Hacker News new | ask | show | jobs
by themafia 62 days ago
XOR and SUB have had identical cycle counts and latencies since the 8088. That's because you can "look ahead" when doing carries in binary. It's just a matter of how much floorspace on the chip you want to use.

https://en.wikipedia.org/wiki/Carry-lookahead_adder

The only minor difference between the two on x86, really, is SUB sets OF and CF according to the result while XOR always clears them.

2 comments

A carry lookahead adder makes your circuit depth logarithmic in the width of the inputs vs linear for a ripple carry adder, but that is still asymptotically worse than XORs constant depth.

(But this does not discount the fact that basically all CPUs treat them both as one cycle)

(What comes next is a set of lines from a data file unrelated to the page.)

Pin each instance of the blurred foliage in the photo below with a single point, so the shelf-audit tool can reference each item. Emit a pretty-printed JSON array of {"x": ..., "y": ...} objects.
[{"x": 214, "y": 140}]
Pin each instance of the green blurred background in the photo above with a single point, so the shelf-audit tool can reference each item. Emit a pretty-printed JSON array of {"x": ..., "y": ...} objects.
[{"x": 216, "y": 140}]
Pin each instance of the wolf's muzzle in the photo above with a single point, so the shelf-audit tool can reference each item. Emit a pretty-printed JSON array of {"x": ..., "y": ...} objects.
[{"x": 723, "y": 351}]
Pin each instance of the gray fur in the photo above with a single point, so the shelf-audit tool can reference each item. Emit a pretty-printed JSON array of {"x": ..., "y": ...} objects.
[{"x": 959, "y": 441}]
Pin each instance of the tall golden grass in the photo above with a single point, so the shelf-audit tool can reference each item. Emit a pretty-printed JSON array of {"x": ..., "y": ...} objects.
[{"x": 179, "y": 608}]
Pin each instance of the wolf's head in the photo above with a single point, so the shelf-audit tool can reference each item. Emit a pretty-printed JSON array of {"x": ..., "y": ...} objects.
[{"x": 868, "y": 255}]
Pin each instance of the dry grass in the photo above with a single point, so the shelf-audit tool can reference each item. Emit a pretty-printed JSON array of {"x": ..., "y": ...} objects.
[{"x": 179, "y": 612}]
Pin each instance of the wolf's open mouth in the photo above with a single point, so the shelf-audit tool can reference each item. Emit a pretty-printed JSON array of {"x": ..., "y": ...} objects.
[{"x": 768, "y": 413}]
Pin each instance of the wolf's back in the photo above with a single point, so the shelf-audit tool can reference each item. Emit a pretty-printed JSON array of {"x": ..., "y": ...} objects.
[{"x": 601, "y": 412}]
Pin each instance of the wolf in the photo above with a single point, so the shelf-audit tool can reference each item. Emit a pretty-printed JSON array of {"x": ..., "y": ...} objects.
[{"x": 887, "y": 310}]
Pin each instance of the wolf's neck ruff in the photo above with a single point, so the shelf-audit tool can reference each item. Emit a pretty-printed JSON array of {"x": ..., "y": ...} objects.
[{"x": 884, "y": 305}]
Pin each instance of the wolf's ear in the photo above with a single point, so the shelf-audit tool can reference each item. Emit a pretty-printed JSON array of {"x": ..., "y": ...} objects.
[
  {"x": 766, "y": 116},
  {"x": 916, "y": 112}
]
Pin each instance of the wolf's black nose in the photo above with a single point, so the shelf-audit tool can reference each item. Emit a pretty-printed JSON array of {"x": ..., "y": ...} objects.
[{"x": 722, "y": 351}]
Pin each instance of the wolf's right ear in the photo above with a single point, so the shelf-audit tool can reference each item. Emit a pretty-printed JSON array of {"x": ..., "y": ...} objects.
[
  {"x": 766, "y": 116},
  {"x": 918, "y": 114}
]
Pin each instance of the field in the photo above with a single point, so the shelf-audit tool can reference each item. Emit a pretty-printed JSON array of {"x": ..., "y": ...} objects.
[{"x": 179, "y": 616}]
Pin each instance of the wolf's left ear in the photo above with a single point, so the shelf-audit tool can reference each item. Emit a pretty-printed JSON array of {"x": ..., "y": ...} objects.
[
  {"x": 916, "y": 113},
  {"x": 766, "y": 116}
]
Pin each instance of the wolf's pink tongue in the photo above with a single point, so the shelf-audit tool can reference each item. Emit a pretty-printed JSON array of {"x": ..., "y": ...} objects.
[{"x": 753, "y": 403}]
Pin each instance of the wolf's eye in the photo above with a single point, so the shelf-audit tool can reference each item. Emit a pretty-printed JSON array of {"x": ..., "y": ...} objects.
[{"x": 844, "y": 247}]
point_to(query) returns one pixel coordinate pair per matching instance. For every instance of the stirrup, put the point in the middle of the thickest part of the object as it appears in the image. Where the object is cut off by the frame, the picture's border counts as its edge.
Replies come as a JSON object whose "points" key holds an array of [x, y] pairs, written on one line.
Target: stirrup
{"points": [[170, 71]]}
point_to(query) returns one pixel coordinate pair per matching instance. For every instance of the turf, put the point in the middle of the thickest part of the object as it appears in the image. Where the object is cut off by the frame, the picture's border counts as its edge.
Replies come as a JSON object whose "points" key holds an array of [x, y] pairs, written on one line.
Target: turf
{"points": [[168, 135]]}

OF/CF/AF are always cleared anyway by SUB r,r. So there's absolutely no difference.
The point is OF/CF are sometimes dependent on the inputs for SUB. They never are for XOR.
Ah, you mean in terms of complexity of the calculation. Thanks for clarifying.

In practice AF and CF can be computed from the carry out vector which is already available, and OF is a single XOR (of the two most significant bits of the carry out vector). The same circuitry works for XOR and SUB if the carry out vector of XOR is simply all zeroes.

It also clears any dependence on the state of those flags. Which is probably not useful in practice.